DOWNEY JR: It was great. And again though, to do it just to do it would have been like I don’t know… It just wound up being again about all these different relationships. I love that we have this secret that’s not the secret you think it is. I love how the audience thinks they know something that Sam doesn’t know. To me, just to do some character study, I feel like no matter what I do, it’s a character study. It’s just sometimes there are more robots than others.

DUVALL: Exactly. Hey, everything is a character.

Q: Can you talk about why you decided to do this particular role?

DOWNEY JR: Look, here’s what happened. Susan and David started developing this movie. I thought I don’t want to make them feel bad. We’ll see how the script turns out. I said, “I don’t want you to tell them I’ll do this if the script’s no good.” Then I read the script and I said, “Nobody’s doing this movie except me.” The fact that it’s a lawyer in a small town and all this other stuff, to me, all I care about is, is what I’m doing entertaining? And do I get to work with people that I enjoy? I get to spend a lot of time with these people. There is nobody I would rather spend time on the set with than Billy Bob Thornton. He might do a Burt Reynolds’ impersonation for you.

DUVALL: He does a great impersonation.

DOWNEY JR: Here’s what you might get. (turning to Billy Bob Thornton) Can I just ask you, “Mr. Reynolds, what’s it like being a part of this cast for this great film? It’s great to see you here, Mr. Reynolds.” (Laughter as Billy Bob Thornton does his impression of Burt Reynolds) It could happen at any time.
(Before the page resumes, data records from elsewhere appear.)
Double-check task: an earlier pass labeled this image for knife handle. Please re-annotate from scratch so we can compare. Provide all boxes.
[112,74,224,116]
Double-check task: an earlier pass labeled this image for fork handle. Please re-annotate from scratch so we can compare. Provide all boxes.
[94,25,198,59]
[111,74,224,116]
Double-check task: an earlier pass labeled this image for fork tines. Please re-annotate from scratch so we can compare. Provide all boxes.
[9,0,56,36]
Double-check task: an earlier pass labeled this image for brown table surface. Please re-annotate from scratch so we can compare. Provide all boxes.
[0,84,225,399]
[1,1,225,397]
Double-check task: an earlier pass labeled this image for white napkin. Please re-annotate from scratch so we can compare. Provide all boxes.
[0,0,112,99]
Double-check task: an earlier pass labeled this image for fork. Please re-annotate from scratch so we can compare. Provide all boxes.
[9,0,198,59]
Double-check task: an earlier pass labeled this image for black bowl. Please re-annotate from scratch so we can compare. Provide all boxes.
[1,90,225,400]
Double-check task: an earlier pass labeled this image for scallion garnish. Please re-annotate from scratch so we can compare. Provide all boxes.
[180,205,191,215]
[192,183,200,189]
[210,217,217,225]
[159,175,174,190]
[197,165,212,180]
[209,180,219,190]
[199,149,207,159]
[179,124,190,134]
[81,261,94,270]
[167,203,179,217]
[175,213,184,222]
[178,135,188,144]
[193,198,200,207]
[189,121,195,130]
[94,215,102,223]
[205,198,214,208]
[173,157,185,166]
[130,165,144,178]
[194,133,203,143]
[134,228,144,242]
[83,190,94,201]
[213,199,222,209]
Q: There are so many great performances in this film. Are you ready for awards season, Mr. Duvall? Do you think you’ll be nominated for another Oscar?

DUVALL: I have no idea. Could be. Who knows? You never know. I’ve seen people that really deserve it – many, many. And then, some who do not deserve it win. This whole town is built on the anticipation of the Oscars. Everything is built on that it seems. I have no idea though.

Q: Mr. Duvall, I know you used to tango. Are you still dancing?

DUVALL: Oh yes. It’s a hobby. It’s a social dance. Yes, ma’am.

Q: Robert Downey Jr., any last words?

DOWNEY JR: Thank you for enjoying our little picture and thank you for coming.